The new Yad Vashem opened in 2005. Shaped as a prism penetrating the mountain, the museum’s architecture sets the atmosphere for the 9 chilling galleries of interactive historical displays which present the Holocaust in many ways. These include photographs, films, documents, letters, works of art, and personal items found in the camps and ghettos.
The Hall of Names at Yad Vashem
The museum leads into the Hall of Names, an eerie space containing over three million names of Holocaust victims that were submitted by their families and relatives. Names can still be submitted by visitors to the memorial and added to the computerized archive, whilst visitors are able to search through the records.
In addition to the Holocaust History Museum, the Yad Vashem campus has a number of other chilling memorials which you can visit. These include the Hall of Remembrance, where the ashes of the dead are buried and an eternal flame burns in commemoration; Yad Layeled, the children’s memorial, which commemorates the one and a half million Jewish children who perished in the Holocaust; and The Memorial to the Deportees, a railroad car hanging over the cliff on the road winding down from the mountain commerorating those who were deported.

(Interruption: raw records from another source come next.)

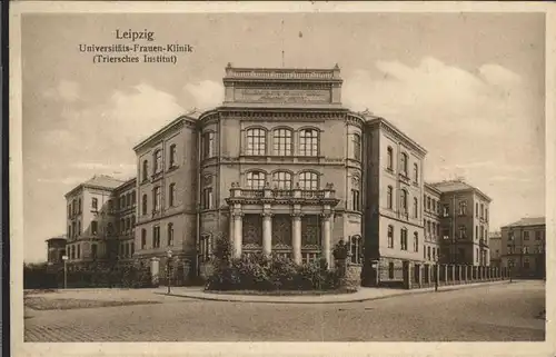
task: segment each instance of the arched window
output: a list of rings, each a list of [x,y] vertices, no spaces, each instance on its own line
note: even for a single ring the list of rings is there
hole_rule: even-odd
[[[176,143],[170,145],[170,168],[176,166]]]
[[[388,190],[386,192],[386,207],[388,207],[388,209],[393,209],[393,195],[394,195],[394,188],[391,186],[388,186]]]
[[[147,181],[149,179],[149,161],[142,161],[142,180]]]
[[[309,171],[299,173],[299,187],[302,190],[318,190],[318,175]]]
[[[318,131],[316,129],[299,131],[299,155],[318,156]]]
[[[247,172],[247,187],[251,189],[261,189],[265,187],[267,175],[261,171]]]
[[[168,224],[168,246],[173,246],[173,224]]]
[[[401,212],[407,214],[407,191],[405,189],[400,192],[399,205]]]
[[[401,173],[407,177],[407,153],[401,152]]]
[[[254,128],[247,130],[247,150],[246,155],[264,156],[266,155],[267,132],[264,129]]]
[[[274,131],[274,155],[290,156],[291,155],[291,130],[276,129]]]
[[[215,132],[202,133],[202,158],[208,159],[215,156]]]
[[[176,205],[176,184],[170,184],[168,187],[168,205],[170,207]]]
[[[386,158],[386,167],[391,171],[394,170],[394,149],[391,147],[388,147],[386,152],[388,152],[388,157]]]
[[[160,211],[160,202],[161,202],[160,186],[157,186],[152,190],[152,210],[155,212]]]
[[[291,173],[287,171],[277,171],[272,173],[272,186],[282,190],[291,189]]]
[[[354,133],[354,159],[361,159],[361,137],[358,133]]]
[[[152,173],[158,173],[162,171],[162,150],[158,149],[155,151],[153,157],[155,166],[152,167]]]
[[[143,215],[147,215],[147,205],[148,205],[148,198],[147,198],[147,195],[143,195],[142,196],[142,202],[141,202],[142,207],[141,207],[141,212]]]

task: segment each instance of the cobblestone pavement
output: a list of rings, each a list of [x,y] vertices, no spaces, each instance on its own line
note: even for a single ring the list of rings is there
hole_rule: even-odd
[[[329,305],[170,298],[157,305],[33,311],[26,341],[544,340],[544,281]]]

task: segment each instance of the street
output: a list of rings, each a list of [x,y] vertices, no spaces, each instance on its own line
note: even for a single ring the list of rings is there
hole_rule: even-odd
[[[133,291],[131,290],[131,292]],[[146,292],[142,292],[146,294]],[[32,310],[26,341],[539,341],[544,281],[346,304],[158,304]]]

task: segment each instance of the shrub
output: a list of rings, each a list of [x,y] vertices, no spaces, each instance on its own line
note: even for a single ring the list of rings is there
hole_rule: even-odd
[[[221,260],[219,260],[221,262]],[[230,259],[229,265],[215,264],[208,290],[330,290],[341,287],[344,279],[326,262],[297,265],[284,257],[262,255]]]

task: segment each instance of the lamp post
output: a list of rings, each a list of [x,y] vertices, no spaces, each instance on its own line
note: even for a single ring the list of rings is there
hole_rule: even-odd
[[[166,276],[168,278],[168,295],[170,295],[170,259],[172,258],[171,249],[168,249],[166,259]]]
[[[62,256],[63,260],[63,288],[68,288],[68,256]]]

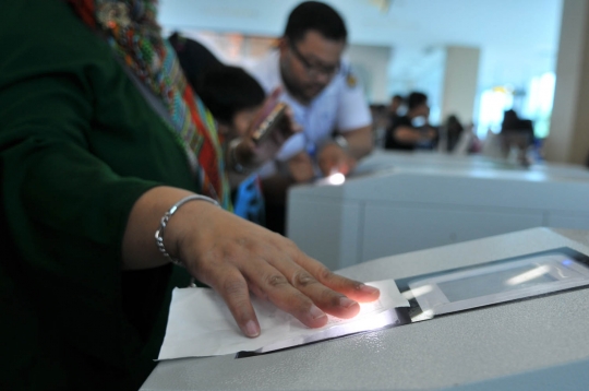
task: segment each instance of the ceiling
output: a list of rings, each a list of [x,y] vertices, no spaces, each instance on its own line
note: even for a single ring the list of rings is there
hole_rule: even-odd
[[[526,86],[553,71],[563,0],[378,0],[325,2],[340,11],[352,44],[393,48],[390,78],[411,78],[433,49],[481,48],[479,84]],[[299,0],[160,0],[166,28],[279,36]]]

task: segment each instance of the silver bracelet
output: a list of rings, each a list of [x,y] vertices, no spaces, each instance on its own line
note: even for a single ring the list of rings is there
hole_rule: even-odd
[[[337,134],[334,138],[334,142],[339,145],[340,149],[342,149],[345,152],[348,152],[350,149],[350,144],[348,143],[348,140],[341,134]]]
[[[187,202],[193,201],[193,200],[207,201],[220,208],[217,201],[206,196],[194,194],[194,196],[184,197],[183,199],[175,203],[172,208],[170,208],[170,210],[164,214],[164,217],[161,217],[161,221],[159,222],[159,228],[157,228],[156,234],[155,234],[156,245],[159,251],[164,254],[164,257],[168,258],[170,262],[179,266],[184,266],[184,263],[180,259],[170,256],[168,251],[166,251],[166,247],[164,246],[164,232],[166,230],[168,221],[176,213],[176,211],[178,211],[178,209],[182,206],[183,204],[185,204]]]

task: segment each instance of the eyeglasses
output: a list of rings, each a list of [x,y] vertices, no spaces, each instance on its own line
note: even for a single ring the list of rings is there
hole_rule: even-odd
[[[297,59],[302,63],[306,73],[310,76],[316,76],[316,75],[323,74],[327,78],[333,78],[337,72],[339,72],[339,68],[340,68],[339,62],[335,66],[329,66],[329,67],[313,64],[311,63],[311,61],[304,58],[304,56],[299,51],[299,49],[297,49],[297,47],[294,46],[294,43],[291,42],[289,46],[294,57],[297,57]]]

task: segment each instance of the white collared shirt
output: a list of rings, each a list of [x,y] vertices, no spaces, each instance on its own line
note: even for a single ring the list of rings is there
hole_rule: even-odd
[[[342,61],[341,69],[329,84],[309,105],[303,105],[285,87],[279,57],[279,51],[274,50],[248,69],[266,94],[277,86],[283,87],[280,99],[291,107],[294,120],[302,127],[301,133],[294,134],[283,145],[277,159],[287,161],[301,151],[316,149],[332,137],[334,130],[345,133],[372,122],[364,92],[351,74],[348,62]]]

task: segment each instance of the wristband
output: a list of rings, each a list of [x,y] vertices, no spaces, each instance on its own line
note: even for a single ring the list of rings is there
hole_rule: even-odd
[[[185,204],[187,202],[193,201],[193,200],[207,201],[220,208],[217,201],[206,196],[193,194],[193,196],[184,197],[183,199],[175,203],[172,208],[170,208],[170,210],[164,214],[164,217],[161,217],[161,221],[159,222],[159,228],[157,228],[155,233],[156,245],[159,251],[164,254],[164,257],[168,258],[171,263],[179,266],[184,266],[184,263],[180,259],[170,256],[169,252],[166,250],[166,247],[164,246],[164,233],[166,230],[166,226],[168,225],[168,221],[176,213],[176,211],[178,211],[178,209],[182,206],[183,204]]]

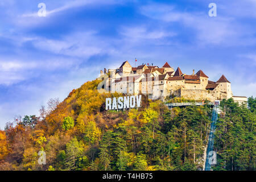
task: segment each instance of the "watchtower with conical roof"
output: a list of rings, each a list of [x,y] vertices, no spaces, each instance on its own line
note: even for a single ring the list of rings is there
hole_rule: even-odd
[[[196,73],[196,76],[200,77],[201,89],[205,89],[208,84],[209,77],[201,69]]]
[[[164,73],[167,72],[174,72],[174,69],[171,67],[171,66],[168,64],[167,62],[164,64],[164,65],[162,67],[162,68],[164,69]]]
[[[221,77],[216,81],[216,84],[218,84],[220,85],[220,89],[221,94],[226,94],[227,99],[232,97],[233,93],[231,90],[231,83],[225,77],[224,75],[222,75]]]

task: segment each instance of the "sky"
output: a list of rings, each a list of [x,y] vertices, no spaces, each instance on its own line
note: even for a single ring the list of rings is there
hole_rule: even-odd
[[[135,58],[256,97],[256,0],[1,0],[0,128]]]

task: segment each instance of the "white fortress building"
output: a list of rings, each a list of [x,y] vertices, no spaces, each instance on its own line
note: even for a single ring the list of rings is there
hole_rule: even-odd
[[[101,71],[99,78],[105,81],[101,88],[108,91],[143,94],[151,99],[164,100],[167,97],[178,97],[213,102],[232,97],[240,104],[247,101],[246,97],[233,96],[231,83],[224,75],[217,81],[210,81],[201,70],[196,73],[193,70],[192,75],[187,75],[179,67],[175,71],[167,62],[161,68],[144,64],[133,67],[126,61],[119,68]]]

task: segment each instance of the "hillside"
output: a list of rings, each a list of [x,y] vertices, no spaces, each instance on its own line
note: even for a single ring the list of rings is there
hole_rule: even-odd
[[[201,170],[212,109],[169,110],[142,98],[138,109],[106,111],[98,80],[52,100],[40,116],[18,117],[0,131],[0,170]],[[216,170],[255,169],[255,102],[250,109],[224,100]],[[39,151],[46,164],[39,165]]]

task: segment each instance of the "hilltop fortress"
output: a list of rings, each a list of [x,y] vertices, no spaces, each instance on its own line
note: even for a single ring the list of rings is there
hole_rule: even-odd
[[[126,61],[117,69],[101,71],[101,77],[105,78],[102,88],[112,93],[147,95],[150,99],[166,100],[167,97],[183,97],[195,100],[221,100],[233,98],[240,104],[247,101],[246,97],[234,96],[231,83],[222,75],[217,81],[199,70],[192,75],[184,74],[180,68],[176,71],[167,62],[161,68],[143,64],[133,67]]]

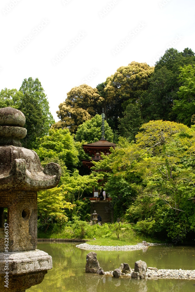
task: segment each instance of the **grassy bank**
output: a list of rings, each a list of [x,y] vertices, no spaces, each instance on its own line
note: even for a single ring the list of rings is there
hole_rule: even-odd
[[[119,237],[117,238],[117,235]],[[94,238],[96,240],[93,239]],[[65,227],[57,232],[45,233],[38,232],[38,238],[82,238],[91,239],[89,244],[107,246],[133,245],[145,240],[151,242],[160,242],[156,239],[138,234],[129,225],[123,225],[122,228],[115,224],[105,224],[101,226],[84,224],[77,226]]]

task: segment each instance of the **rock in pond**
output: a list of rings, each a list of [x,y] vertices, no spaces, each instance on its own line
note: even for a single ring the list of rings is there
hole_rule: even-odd
[[[135,279],[139,279],[140,274],[138,272],[132,272],[131,273],[131,278]]]
[[[91,251],[87,255],[87,263],[85,266],[86,273],[94,273],[99,275],[104,275],[104,272],[100,266],[97,259],[97,254]]]
[[[145,275],[147,270],[147,265],[146,263],[145,262],[140,260],[136,262],[135,263],[135,267],[134,268],[134,272],[137,272],[139,274],[139,277],[140,279],[145,279]],[[133,273],[132,273],[133,274]],[[134,277],[133,274],[133,277],[136,278]],[[131,277],[132,274],[131,274]]]
[[[120,278],[120,269],[115,269],[113,272],[113,277],[115,278]]]
[[[131,273],[131,268],[129,264],[127,264],[125,263],[123,263],[123,267],[122,272],[125,274],[130,274]]]

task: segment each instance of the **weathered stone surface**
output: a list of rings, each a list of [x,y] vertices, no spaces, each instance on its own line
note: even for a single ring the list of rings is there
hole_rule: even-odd
[[[140,274],[138,272],[132,272],[131,273],[131,278],[135,279],[139,279]]]
[[[42,282],[47,271],[30,273],[23,275],[10,275],[9,277],[9,286],[4,287],[5,278],[0,275],[0,292],[25,292],[26,289]]]
[[[97,254],[93,251],[91,251],[87,255],[86,258],[87,263],[85,266],[86,273],[96,273],[98,274],[104,274],[103,270],[100,266],[98,261],[97,259]]]
[[[0,126],[23,127],[26,119],[24,114],[10,107],[0,109]]]
[[[47,253],[36,249],[20,252],[0,253],[0,275],[5,275],[4,258],[9,256],[9,274],[21,275],[50,270],[52,259]]]
[[[6,207],[8,209],[9,251],[31,250],[36,248],[36,192],[0,191],[0,207]],[[5,250],[4,231],[3,229],[0,238],[1,252]]]
[[[145,262],[140,260],[135,263],[134,272],[139,273],[140,279],[144,279],[145,278],[147,270],[147,265]]]
[[[122,270],[123,269],[123,266],[124,266],[123,264],[120,264],[120,267],[119,268],[119,269],[120,271],[122,271]]]
[[[21,127],[25,123],[25,117],[20,111],[10,107],[0,109],[0,146],[21,146],[20,140],[27,133]]]
[[[129,274],[131,272],[131,268],[129,264],[125,263],[123,263],[123,267],[122,270],[122,272],[125,274]]]
[[[8,254],[9,255],[8,289],[4,286],[5,258]],[[8,290],[12,292],[25,291],[41,283],[47,270],[52,268],[51,257],[42,251],[0,253],[0,292]]]
[[[113,277],[115,278],[120,278],[121,271],[120,269],[115,269],[113,272]]]
[[[61,169],[53,163],[43,169],[34,151],[19,147],[20,139],[27,133],[22,127],[25,122],[25,117],[19,111],[10,107],[0,109],[0,292],[8,291],[4,286],[4,267],[8,260],[8,279],[6,274],[6,281],[8,279],[8,290],[12,292],[25,292],[40,283],[47,270],[52,268],[51,257],[35,249],[36,191],[56,186]],[[9,237],[6,253],[3,252],[5,208],[7,208],[6,227],[8,232],[6,236]]]
[[[39,191],[54,187],[61,172],[56,163],[49,163],[43,168],[32,150],[0,147],[0,190]]]

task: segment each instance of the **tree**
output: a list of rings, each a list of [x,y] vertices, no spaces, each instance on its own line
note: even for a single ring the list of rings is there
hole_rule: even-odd
[[[180,69],[178,79],[183,85],[178,92],[179,99],[175,101],[173,110],[178,121],[189,126],[194,122],[195,116],[195,67],[185,65]]]
[[[2,89],[0,93],[0,108],[11,107],[18,109],[21,106],[23,94],[17,89]]]
[[[38,192],[37,196],[38,215],[42,224],[46,225],[46,232],[50,224],[52,224],[53,218],[60,225],[68,222],[68,218],[64,213],[66,209],[72,209],[75,206],[66,202],[64,199],[64,191],[62,187]],[[50,218],[51,221],[48,221]]]
[[[173,72],[165,66],[155,69],[150,78],[148,89],[142,93],[140,100],[142,118],[145,122],[169,119],[175,98],[173,78]]]
[[[141,94],[147,89],[154,69],[146,63],[133,62],[120,67],[107,78],[104,91],[107,99],[110,101],[107,121],[112,129],[117,129],[118,118],[123,117],[127,105],[138,102]]]
[[[96,88],[86,84],[74,87],[67,93],[65,101],[59,105],[58,117],[71,133],[75,133],[80,125],[97,113],[99,97]]]
[[[191,231],[195,237],[195,128],[151,121],[140,127],[136,143],[121,138],[109,157],[96,164],[97,170],[111,170],[106,190],[113,198],[120,194],[118,201],[124,199],[118,213],[141,221],[140,230],[173,239]]]
[[[66,128],[50,130],[48,136],[40,139],[40,147],[36,151],[41,161],[48,159],[54,161],[57,158],[69,170],[73,170],[78,162],[73,137]]]
[[[24,147],[31,148],[37,145],[37,139],[47,135],[55,121],[43,88],[38,78],[24,80],[20,91],[23,93],[18,109],[26,117],[27,135],[22,140]]]
[[[123,137],[132,141],[135,140],[141,125],[141,112],[137,104],[130,103],[123,114],[124,117],[119,119],[119,132]]]
[[[182,85],[178,78],[179,68],[194,63],[194,53],[188,48],[182,52],[173,48],[166,51],[157,62],[149,90],[142,97],[145,105],[142,117],[146,121],[159,119],[176,120],[176,115],[172,109],[178,99],[177,92]]]
[[[99,173],[91,173],[89,175],[82,176],[77,170],[68,178],[68,181],[65,183],[66,190],[68,192],[73,194],[75,199],[78,201],[84,192],[92,193],[93,187],[98,185],[98,180],[103,178],[102,175]]]
[[[104,121],[105,137],[109,142],[112,142],[113,133],[106,121]],[[102,117],[96,114],[91,119],[79,126],[75,135],[76,141],[85,141],[92,143],[100,140],[102,137]]]

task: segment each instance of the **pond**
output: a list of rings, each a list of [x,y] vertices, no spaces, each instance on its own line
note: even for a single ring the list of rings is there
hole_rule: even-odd
[[[110,276],[86,274],[86,256],[90,251],[80,249],[76,244],[38,244],[37,248],[48,253],[53,259],[53,268],[48,271],[40,284],[28,292],[195,292],[195,280],[158,279],[140,280],[116,279]],[[152,246],[146,250],[128,251],[97,251],[97,258],[105,271],[128,263],[133,268],[135,261],[142,260],[148,267],[158,269],[195,270],[195,251],[192,247]]]

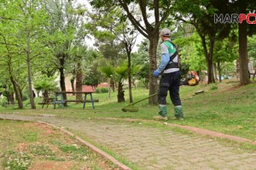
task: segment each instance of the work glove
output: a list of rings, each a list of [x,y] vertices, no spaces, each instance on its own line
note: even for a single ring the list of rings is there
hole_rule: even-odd
[[[159,75],[160,75],[160,72],[159,71],[155,70],[155,71],[154,71],[153,76],[154,76],[154,77],[158,77]]]

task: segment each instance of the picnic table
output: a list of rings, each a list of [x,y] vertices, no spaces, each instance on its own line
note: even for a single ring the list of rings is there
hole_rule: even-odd
[[[66,102],[81,102],[81,103],[84,103],[83,108],[84,109],[85,108],[85,104],[87,102],[91,102],[92,108],[95,109],[94,102],[98,102],[98,99],[93,99],[93,97],[92,97],[93,93],[94,92],[55,92],[55,99],[53,100],[53,104],[54,104],[54,106],[55,106],[54,108],[55,109],[56,104],[61,104],[62,108],[64,108],[64,104]],[[82,99],[82,100],[64,99],[63,94],[82,94],[84,95],[84,99]],[[90,99],[86,99],[88,94],[90,95]],[[58,99],[58,96],[61,97],[60,99]]]

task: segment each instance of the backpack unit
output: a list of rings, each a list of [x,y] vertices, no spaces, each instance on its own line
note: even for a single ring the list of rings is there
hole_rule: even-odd
[[[170,56],[169,63],[166,66],[165,70],[170,69],[170,68],[181,68],[181,59],[180,59],[181,54],[179,54],[178,47],[168,40],[165,41],[164,43],[168,47],[169,54],[170,54],[170,51],[172,51],[172,45],[173,47],[175,47],[175,49],[176,49],[175,53]],[[177,62],[173,61],[173,59],[176,56],[177,56]]]

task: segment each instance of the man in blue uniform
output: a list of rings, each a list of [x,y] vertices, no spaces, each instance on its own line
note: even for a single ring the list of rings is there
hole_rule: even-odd
[[[158,102],[160,112],[154,119],[167,120],[166,96],[169,92],[172,103],[174,105],[175,119],[183,121],[183,114],[179,98],[179,84],[181,72],[177,51],[175,45],[171,42],[171,31],[164,28],[160,32],[160,38],[163,42],[160,45],[161,62],[157,70],[154,71],[154,76],[158,77],[160,73]]]

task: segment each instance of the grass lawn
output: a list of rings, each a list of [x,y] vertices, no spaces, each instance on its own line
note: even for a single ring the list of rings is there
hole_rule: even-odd
[[[119,169],[47,125],[0,121],[0,169]]]
[[[185,120],[182,122],[168,121],[170,123],[179,123],[192,127],[213,130],[226,134],[239,136],[252,140],[256,140],[256,82],[247,86],[239,86],[236,80],[225,80],[222,83],[197,85],[195,87],[183,86],[180,88],[180,96],[183,106]],[[195,95],[195,92],[204,90],[204,94]],[[37,110],[32,110],[28,105],[23,110],[15,107],[1,108],[0,113],[19,112],[25,115],[54,114],[56,116],[73,118],[93,117],[116,117],[152,120],[158,112],[157,105],[148,105],[144,100],[136,105],[138,112],[123,112],[121,109],[129,105],[128,89],[125,89],[125,103],[117,103],[117,94],[94,94],[94,99],[98,99],[96,109],[91,104],[68,104],[68,107],[53,109],[41,109],[37,105]],[[133,100],[137,101],[148,96],[148,90],[144,88],[133,89]],[[73,96],[68,99],[74,99]],[[169,116],[173,116],[173,106],[168,98]],[[42,102],[42,99],[36,99],[36,103]],[[25,105],[28,101],[25,101]]]

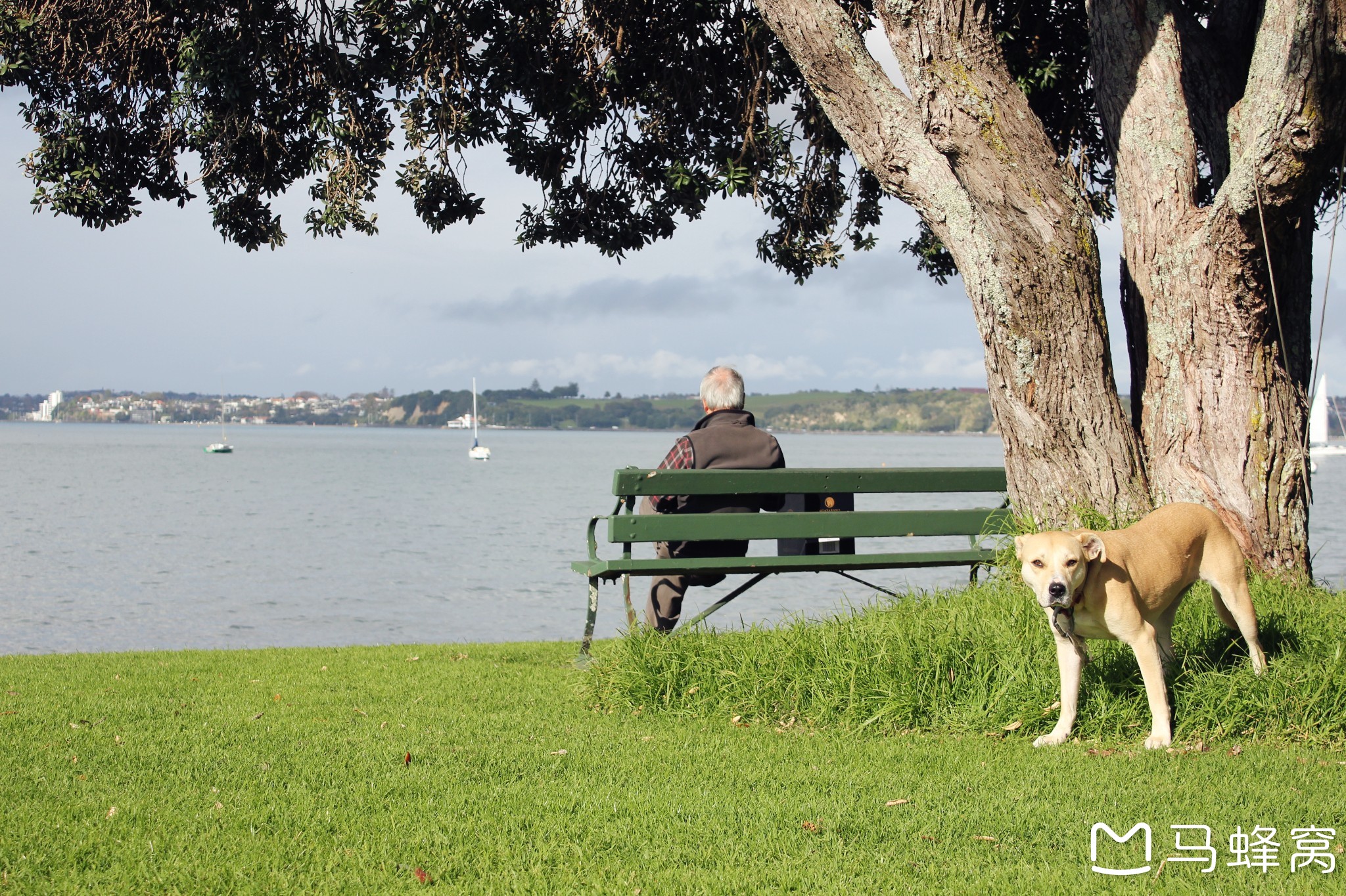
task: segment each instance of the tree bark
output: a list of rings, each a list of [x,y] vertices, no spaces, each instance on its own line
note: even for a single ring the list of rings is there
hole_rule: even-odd
[[[1155,497],[1214,508],[1264,570],[1308,571],[1314,185],[1346,111],[1330,5],[1339,15],[1339,3],[1269,0],[1250,50],[1214,66],[1219,9],[1202,27],[1163,0],[1090,4]],[[1224,11],[1246,20],[1246,7]],[[1337,95],[1324,95],[1334,78]]]
[[[953,254],[985,345],[1010,493],[1040,521],[1149,505],[1117,399],[1093,220],[980,4],[879,4],[899,91],[833,0],[758,0],[833,126]]]

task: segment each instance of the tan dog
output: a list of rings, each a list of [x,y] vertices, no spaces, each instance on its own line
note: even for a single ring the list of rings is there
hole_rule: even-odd
[[[1198,504],[1170,504],[1116,532],[1040,532],[1015,539],[1023,580],[1038,595],[1057,638],[1061,719],[1034,747],[1065,743],[1075,724],[1082,638],[1131,645],[1145,681],[1154,723],[1145,748],[1172,743],[1164,664],[1174,658],[1174,615],[1197,579],[1210,583],[1215,613],[1248,642],[1253,672],[1267,657],[1257,642],[1257,614],[1248,594],[1244,555],[1233,533]]]

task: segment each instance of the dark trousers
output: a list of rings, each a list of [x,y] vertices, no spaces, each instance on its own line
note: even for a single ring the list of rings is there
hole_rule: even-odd
[[[654,553],[661,560],[672,557],[742,557],[747,541],[656,541]],[[645,622],[651,629],[672,631],[682,615],[682,595],[692,586],[703,588],[724,582],[723,575],[657,575],[650,582],[650,600]]]

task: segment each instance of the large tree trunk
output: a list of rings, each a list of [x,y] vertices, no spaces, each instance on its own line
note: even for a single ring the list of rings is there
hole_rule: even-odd
[[[1310,94],[1339,67],[1323,3],[1272,0],[1256,31],[1253,7],[1202,27],[1162,0],[1094,0],[1093,71],[1155,497],[1214,508],[1261,568],[1308,571],[1311,191],[1342,114],[1339,90]]]
[[[1015,505],[1067,524],[1149,493],[1113,380],[1093,222],[985,8],[879,4],[913,95],[833,0],[758,0],[833,126],[953,254],[985,345]]]

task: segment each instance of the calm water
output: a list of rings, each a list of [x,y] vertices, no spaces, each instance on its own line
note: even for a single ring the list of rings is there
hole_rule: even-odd
[[[479,463],[459,431],[232,433],[237,451],[209,455],[211,427],[0,424],[0,653],[577,639],[584,579],[569,563],[584,556],[584,524],[611,510],[615,467],[653,466],[676,438],[491,430],[494,459]],[[1001,459],[993,437],[779,438],[791,466]],[[1346,574],[1346,458],[1322,467],[1315,571],[1335,584]],[[961,500],[993,496],[980,498]],[[914,501],[937,505],[859,498],[861,509]],[[600,543],[600,553],[614,552]],[[740,580],[693,588],[684,613]],[[966,571],[872,580],[929,587]],[[642,602],[646,583],[633,580]],[[773,621],[868,598],[835,575],[775,576],[717,618]],[[619,590],[604,586],[599,635],[623,623]]]

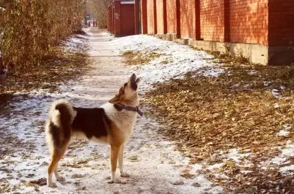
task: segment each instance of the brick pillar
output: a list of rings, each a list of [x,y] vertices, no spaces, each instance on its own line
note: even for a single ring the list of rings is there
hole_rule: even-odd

The incredible yet chilling architecture of Yad Vashem sets an eery atmosphere by Flickr usre Gaspa
The Avenue of the Righteous Among the Nations has over 2,000 trees which were planted in honor of non-Jews who endangered their lives in order to rescue Jews from the Nazis
Yad Vashem is not an emotionally easy museum to visit, but it is definetely the most important for any visitor to Israel to visit in order to understand the true scale and impact of the Holocaust.
You could spend as little as two hours here, or as long as a whole day in the museum and complex. Tours are available but we think the best way to experience this museum is at your own pace. Entry is free.